Wed Jun 27 14:55:13 EDT 2018

> On Jun 27, 2018, at 8:40 AM, Thomas Bellman <bellman at nsc.liu.se> wrote:
> 
> On 2018-06-26 21:38, David Sinn wrote:
> 
>> OSPF scales well to many multiples of 1000's of devices.
> 
> Is that true even for Clos (spine & leaf) networks, and in a single area?

Yes for multi-tiered Clos, as that was the original ask and where my reference is coming from.  However, it is not in a single area.  But if you are doing a multi-tiered then the areas can fall out fairly naturally from the topology.

> My understanding, solely based on what others have told me, is that
> the flooding of LSAs in a Clos network can start to overwhelm routers
> already at a few hundred devices, as each time e.g. a spine sends out
> an LSA, all of the other spines will hear that from each of the leaves,
> all more or less simultaneously.  And since the OSPF protocol limits
> lifetimes of LSAs to 1 hour, you will get a constant stream of updates.

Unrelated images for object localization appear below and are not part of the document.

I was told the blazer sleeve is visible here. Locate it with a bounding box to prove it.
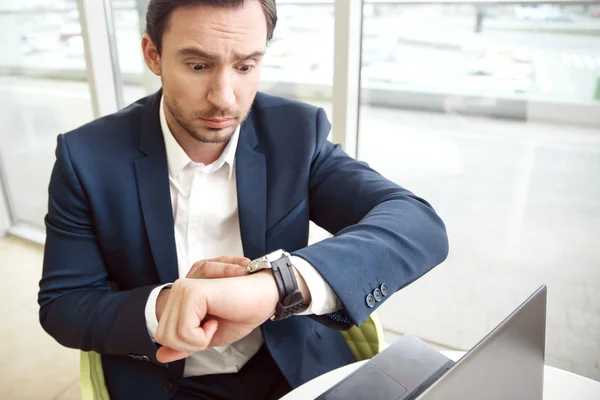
[38,134,165,366]
[293,108,449,329]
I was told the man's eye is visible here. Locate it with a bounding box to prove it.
[239,65,254,73]
[188,63,206,71]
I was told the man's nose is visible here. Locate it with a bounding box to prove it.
[207,70,236,111]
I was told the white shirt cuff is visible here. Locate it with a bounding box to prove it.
[144,283,173,341]
[291,255,341,316]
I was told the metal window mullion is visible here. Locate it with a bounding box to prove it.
[77,0,121,117]
[332,0,363,159]
[102,0,125,109]
[0,169,12,236]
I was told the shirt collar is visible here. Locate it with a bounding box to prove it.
[160,95,239,180]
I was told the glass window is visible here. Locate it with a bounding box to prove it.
[0,0,95,229]
[260,2,334,116]
[358,1,600,381]
[111,0,154,105]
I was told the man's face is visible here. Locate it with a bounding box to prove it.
[155,1,267,143]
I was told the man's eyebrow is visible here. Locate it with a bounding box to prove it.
[177,48,265,61]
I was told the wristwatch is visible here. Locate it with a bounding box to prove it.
[246,249,307,321]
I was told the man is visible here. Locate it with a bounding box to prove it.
[38,1,449,399]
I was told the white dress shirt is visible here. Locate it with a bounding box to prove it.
[144,96,340,377]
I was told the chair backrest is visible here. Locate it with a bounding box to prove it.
[340,312,385,361]
[80,350,110,400]
[80,313,385,398]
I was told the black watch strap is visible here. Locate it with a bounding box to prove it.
[270,254,308,321]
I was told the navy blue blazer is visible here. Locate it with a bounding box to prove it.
[38,90,448,399]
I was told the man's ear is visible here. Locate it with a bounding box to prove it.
[141,34,161,76]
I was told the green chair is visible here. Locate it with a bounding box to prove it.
[80,350,110,400]
[341,312,385,361]
[80,313,385,399]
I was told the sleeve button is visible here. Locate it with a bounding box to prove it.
[366,294,375,308]
[373,288,382,302]
[380,283,389,297]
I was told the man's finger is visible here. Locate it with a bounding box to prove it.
[214,262,248,277]
[155,319,219,363]
[156,346,189,363]
[174,294,216,349]
[187,262,248,279]
[200,318,219,342]
[207,256,251,267]
[155,282,182,345]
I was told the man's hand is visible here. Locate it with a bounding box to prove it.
[186,256,250,279]
[154,272,279,363]
[156,256,251,321]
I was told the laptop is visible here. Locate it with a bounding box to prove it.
[317,285,547,400]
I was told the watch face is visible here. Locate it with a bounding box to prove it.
[265,249,286,262]
[247,259,270,273]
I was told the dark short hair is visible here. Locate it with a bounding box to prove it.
[146,0,277,54]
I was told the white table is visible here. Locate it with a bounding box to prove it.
[281,351,600,400]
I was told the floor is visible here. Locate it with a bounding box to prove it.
[0,236,80,400]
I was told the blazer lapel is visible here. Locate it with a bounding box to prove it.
[134,91,179,284]
[236,109,267,260]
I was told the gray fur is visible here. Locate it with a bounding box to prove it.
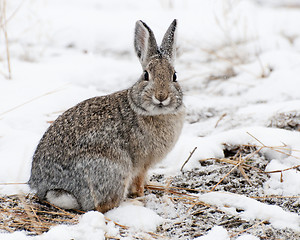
[29,19,185,212]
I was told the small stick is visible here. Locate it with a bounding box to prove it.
[264,164,300,174]
[247,132,300,160]
[145,184,196,197]
[230,220,266,238]
[0,84,69,117]
[238,165,252,186]
[210,154,243,192]
[199,157,264,173]
[180,147,197,172]
[147,231,170,239]
[251,195,300,199]
[1,0,12,79]
[18,195,43,235]
[105,216,129,229]
[0,182,27,185]
[215,113,227,128]
[246,132,266,146]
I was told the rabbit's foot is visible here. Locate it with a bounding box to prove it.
[129,174,146,198]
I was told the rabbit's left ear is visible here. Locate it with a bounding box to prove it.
[160,19,177,65]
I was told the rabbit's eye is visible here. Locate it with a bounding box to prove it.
[173,72,177,82]
[143,71,149,81]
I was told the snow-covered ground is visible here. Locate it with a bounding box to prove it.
[1,0,300,239]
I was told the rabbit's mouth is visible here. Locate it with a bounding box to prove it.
[142,96,178,115]
[152,95,171,107]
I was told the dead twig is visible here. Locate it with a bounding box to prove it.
[264,164,300,174]
[246,132,300,175]
[0,84,69,117]
[1,0,12,79]
[230,219,267,238]
[215,113,227,128]
[238,165,252,186]
[251,195,300,199]
[180,147,198,172]
[210,154,243,191]
[0,182,27,185]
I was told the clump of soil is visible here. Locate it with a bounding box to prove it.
[269,111,300,131]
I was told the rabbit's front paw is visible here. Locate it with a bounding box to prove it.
[129,173,146,198]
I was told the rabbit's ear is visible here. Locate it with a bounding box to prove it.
[134,20,159,68]
[160,19,177,65]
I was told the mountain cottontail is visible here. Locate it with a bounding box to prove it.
[29,19,185,212]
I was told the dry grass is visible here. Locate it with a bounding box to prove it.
[0,194,80,235]
[0,194,168,239]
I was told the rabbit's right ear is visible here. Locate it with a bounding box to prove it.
[134,20,159,69]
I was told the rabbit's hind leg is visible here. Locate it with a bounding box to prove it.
[95,173,132,213]
[95,198,120,213]
[45,189,80,210]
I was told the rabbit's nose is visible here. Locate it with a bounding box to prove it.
[155,92,169,102]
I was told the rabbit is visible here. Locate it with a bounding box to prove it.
[28,19,185,213]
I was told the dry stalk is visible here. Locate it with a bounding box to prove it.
[230,219,267,238]
[0,84,69,117]
[18,194,43,235]
[215,113,227,128]
[105,216,129,229]
[251,195,300,199]
[145,184,203,197]
[41,199,78,217]
[146,183,223,215]
[238,164,252,186]
[0,0,12,79]
[204,157,261,172]
[210,154,243,192]
[180,37,259,79]
[0,182,27,185]
[255,52,272,78]
[199,46,258,78]
[146,231,170,239]
[0,195,80,235]
[180,146,198,172]
[0,0,25,29]
[246,132,300,173]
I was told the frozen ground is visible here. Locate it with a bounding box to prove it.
[0,0,300,239]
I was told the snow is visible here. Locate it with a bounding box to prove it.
[194,226,230,240]
[0,211,107,240]
[194,226,260,240]
[105,202,165,232]
[198,192,300,231]
[1,0,300,239]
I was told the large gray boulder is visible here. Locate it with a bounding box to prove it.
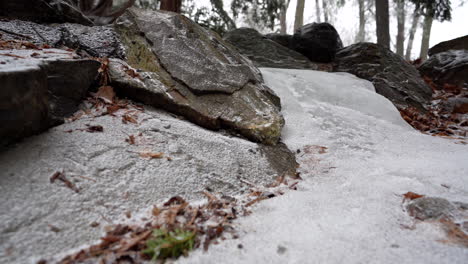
[291,22,343,63]
[224,28,318,70]
[334,43,432,112]
[419,50,468,89]
[113,8,284,145]
[0,49,100,147]
[0,103,297,264]
[429,35,468,56]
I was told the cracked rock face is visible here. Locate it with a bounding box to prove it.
[224,28,319,70]
[334,43,432,112]
[0,20,126,59]
[113,8,284,145]
[418,50,468,89]
[0,49,100,147]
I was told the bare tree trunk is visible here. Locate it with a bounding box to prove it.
[280,0,291,34]
[419,14,433,60]
[356,0,366,42]
[322,0,329,23]
[396,0,405,56]
[405,6,420,60]
[294,0,306,31]
[160,0,181,13]
[315,0,321,22]
[375,0,390,48]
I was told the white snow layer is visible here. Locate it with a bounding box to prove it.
[177,68,468,263]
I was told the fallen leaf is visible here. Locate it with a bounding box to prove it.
[403,191,424,201]
[139,151,164,159]
[122,114,137,124]
[86,125,103,133]
[125,135,135,145]
[95,86,115,104]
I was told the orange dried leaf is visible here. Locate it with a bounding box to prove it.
[139,151,164,159]
[403,192,424,201]
[96,86,115,104]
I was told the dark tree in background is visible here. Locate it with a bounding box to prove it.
[160,0,182,13]
[409,0,451,60]
[375,0,390,48]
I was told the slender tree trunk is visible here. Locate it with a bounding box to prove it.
[419,14,433,60]
[280,0,291,34]
[356,0,366,42]
[405,6,420,60]
[375,0,390,48]
[294,0,306,31]
[396,0,405,56]
[160,0,181,13]
[315,0,321,22]
[322,0,329,23]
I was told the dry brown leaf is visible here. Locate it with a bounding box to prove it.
[96,86,115,104]
[122,114,137,124]
[139,151,164,159]
[403,191,424,201]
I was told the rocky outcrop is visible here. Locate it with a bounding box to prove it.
[419,50,468,89]
[0,20,125,59]
[113,8,284,145]
[0,103,298,263]
[291,22,343,63]
[0,0,93,25]
[265,33,293,49]
[334,43,432,112]
[224,28,319,69]
[429,35,468,56]
[0,49,100,147]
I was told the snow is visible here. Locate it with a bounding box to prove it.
[177,68,468,263]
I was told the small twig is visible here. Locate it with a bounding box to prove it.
[0,28,32,39]
[0,53,26,59]
[31,27,48,44]
[78,175,97,182]
[238,178,256,187]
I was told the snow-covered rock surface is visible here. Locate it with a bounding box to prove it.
[0,106,295,264]
[177,68,468,264]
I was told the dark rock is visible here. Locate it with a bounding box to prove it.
[291,22,343,63]
[429,35,468,56]
[0,20,125,59]
[0,49,100,147]
[0,0,93,25]
[265,33,293,48]
[407,197,456,220]
[334,43,432,111]
[419,50,468,89]
[224,28,319,69]
[440,98,468,114]
[113,8,284,145]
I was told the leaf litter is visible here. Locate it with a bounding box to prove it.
[57,175,301,263]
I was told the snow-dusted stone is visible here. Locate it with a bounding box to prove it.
[291,22,343,63]
[113,8,284,145]
[334,42,432,112]
[429,35,468,56]
[407,197,457,220]
[0,20,126,59]
[0,49,100,147]
[224,28,319,69]
[0,0,93,25]
[419,50,468,89]
[0,105,297,263]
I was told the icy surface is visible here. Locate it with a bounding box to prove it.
[0,106,284,264]
[177,68,468,264]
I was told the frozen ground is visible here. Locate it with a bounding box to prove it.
[177,68,468,263]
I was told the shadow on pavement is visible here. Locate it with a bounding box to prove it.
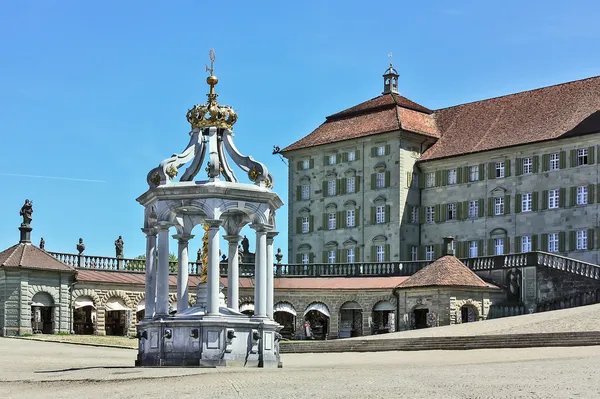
[35,366,137,374]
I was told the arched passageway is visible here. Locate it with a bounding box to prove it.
[73,295,96,334]
[273,302,296,339]
[339,301,362,338]
[31,292,54,334]
[304,302,330,340]
[371,300,394,334]
[104,297,129,336]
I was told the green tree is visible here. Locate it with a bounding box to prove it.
[128,253,178,271]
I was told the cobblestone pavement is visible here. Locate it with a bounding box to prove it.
[1,338,600,399]
[354,303,600,340]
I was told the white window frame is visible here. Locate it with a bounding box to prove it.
[346,177,355,193]
[301,185,310,200]
[426,173,435,188]
[522,193,532,212]
[549,153,559,171]
[411,207,418,224]
[425,245,434,261]
[469,165,479,182]
[328,250,336,264]
[468,200,478,218]
[411,246,418,261]
[448,169,457,185]
[494,197,504,215]
[328,213,336,230]
[375,205,385,224]
[577,186,588,205]
[548,189,559,209]
[577,148,588,166]
[328,154,337,165]
[346,210,355,227]
[447,203,456,220]
[301,253,309,264]
[327,180,336,196]
[301,217,309,233]
[495,162,505,178]
[521,236,532,252]
[347,248,355,263]
[425,206,434,224]
[548,233,559,253]
[376,146,385,156]
[494,238,504,255]
[522,157,532,174]
[302,159,310,170]
[576,230,588,250]
[375,245,385,262]
[469,241,478,258]
[376,172,385,189]
[347,151,355,161]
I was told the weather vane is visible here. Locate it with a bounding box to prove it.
[206,49,216,76]
[388,52,393,66]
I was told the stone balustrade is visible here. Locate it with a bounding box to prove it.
[47,250,600,280]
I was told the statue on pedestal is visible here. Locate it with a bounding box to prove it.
[77,238,85,255]
[241,235,249,254]
[115,236,124,259]
[20,199,33,226]
[237,244,244,263]
[275,248,283,264]
[39,237,45,250]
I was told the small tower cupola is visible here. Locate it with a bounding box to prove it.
[382,53,399,95]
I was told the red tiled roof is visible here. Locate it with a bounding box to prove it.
[0,243,75,272]
[421,76,600,161]
[74,269,406,290]
[396,256,496,289]
[281,93,438,152]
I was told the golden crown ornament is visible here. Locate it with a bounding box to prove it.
[186,49,238,130]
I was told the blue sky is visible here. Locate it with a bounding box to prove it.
[1,1,599,262]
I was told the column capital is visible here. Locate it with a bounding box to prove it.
[223,234,242,243]
[156,222,171,231]
[249,223,273,233]
[204,219,223,229]
[172,233,195,242]
[266,231,279,242]
[141,227,157,237]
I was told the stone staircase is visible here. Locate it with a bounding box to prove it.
[279,331,600,354]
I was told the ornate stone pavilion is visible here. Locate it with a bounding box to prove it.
[135,50,283,367]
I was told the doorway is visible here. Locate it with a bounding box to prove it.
[414,308,429,329]
[461,306,477,323]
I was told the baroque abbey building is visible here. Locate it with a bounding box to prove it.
[281,65,600,265]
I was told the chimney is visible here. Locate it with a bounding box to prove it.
[442,236,455,257]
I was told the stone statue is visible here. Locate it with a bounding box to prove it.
[506,268,522,302]
[241,235,250,254]
[115,236,124,259]
[196,248,202,263]
[20,199,33,226]
[39,237,45,250]
[237,244,244,263]
[275,248,283,264]
[76,238,85,255]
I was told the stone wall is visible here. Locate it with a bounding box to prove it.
[536,267,600,303]
[0,270,5,335]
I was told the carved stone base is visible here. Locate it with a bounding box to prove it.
[135,313,281,368]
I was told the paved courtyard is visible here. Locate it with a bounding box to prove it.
[1,338,599,398]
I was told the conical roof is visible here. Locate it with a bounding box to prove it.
[396,255,495,289]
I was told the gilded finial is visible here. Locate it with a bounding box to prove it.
[186,48,238,130]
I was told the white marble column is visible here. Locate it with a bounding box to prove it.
[251,224,268,318]
[266,231,278,320]
[141,228,157,319]
[155,224,171,316]
[173,233,194,313]
[206,219,222,315]
[224,234,241,311]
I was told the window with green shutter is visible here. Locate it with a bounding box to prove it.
[487,239,494,256]
[541,154,549,172]
[385,205,391,223]
[478,163,485,181]
[385,144,391,155]
[569,186,577,207]
[488,162,495,180]
[296,217,301,234]
[559,151,566,169]
[504,237,510,254]
[505,160,511,177]
[456,167,463,184]
[569,231,576,251]
[532,192,539,211]
[541,190,548,210]
[514,236,522,253]
[478,198,484,217]
[385,171,391,188]
[559,187,566,208]
[533,156,539,173]
[570,149,577,168]
[504,195,511,214]
[435,170,442,187]
[588,229,595,250]
[541,233,548,251]
[515,193,522,213]
[589,184,595,204]
[370,207,376,224]
[370,174,376,190]
[558,232,566,252]
[487,197,494,217]
[516,158,522,176]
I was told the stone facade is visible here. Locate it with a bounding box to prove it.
[287,130,426,264]
[0,268,73,336]
[419,134,600,264]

Even Quagga/FRR has some measure of skew in the refresh interval to insure that the re-advertisements aren't all clumped into one batch of updates from a given node.  And even having a really bad day where you loose power to a good number of devices that basically all start up at the same time doesn't cause measure-able congruence of updates.  The skew in type-1's as the boxes randomly bring up adjacencies and re-advertise their reachability gives you a good spread across the refreshes over time which generally grows over time.  So while there is a continual background, even a single core PPC CPU's on commodity boxes can handle it with multiple of the available white-box OS's.

> My own experience is only with pretty small networks (we currently have
> 2 spines and 11 leaves in our area, the rest of the university have a
> couple dozen routers, and the OSPF database in our area contains ~1600
> LSAs).  Thus, I can only repeat what others have told me, but I'm
> curious to hear real-world experience from people running larger
> OSPF networks.

Some of this is also around picking the right optimizations.  Broadcast segments between routers is default but leads to more LSA's, so point-to-point is your friend and allows for faster return to service when a link flaps[1].  Multiple areas and summarization when your topology gets really large is also needed.  And don't be afraid of not having a unified area 0 in a Clos because spines don't need to talk to one another.  The last one is no worse off then what you run into with the eBGP approach and re-using AS's.

David

[1] Loss of link at scale in a multi-tier Clos is a fact of life as MTBF/count of devices means you see many regular "rare" failures and you will have measurable loss of links continually.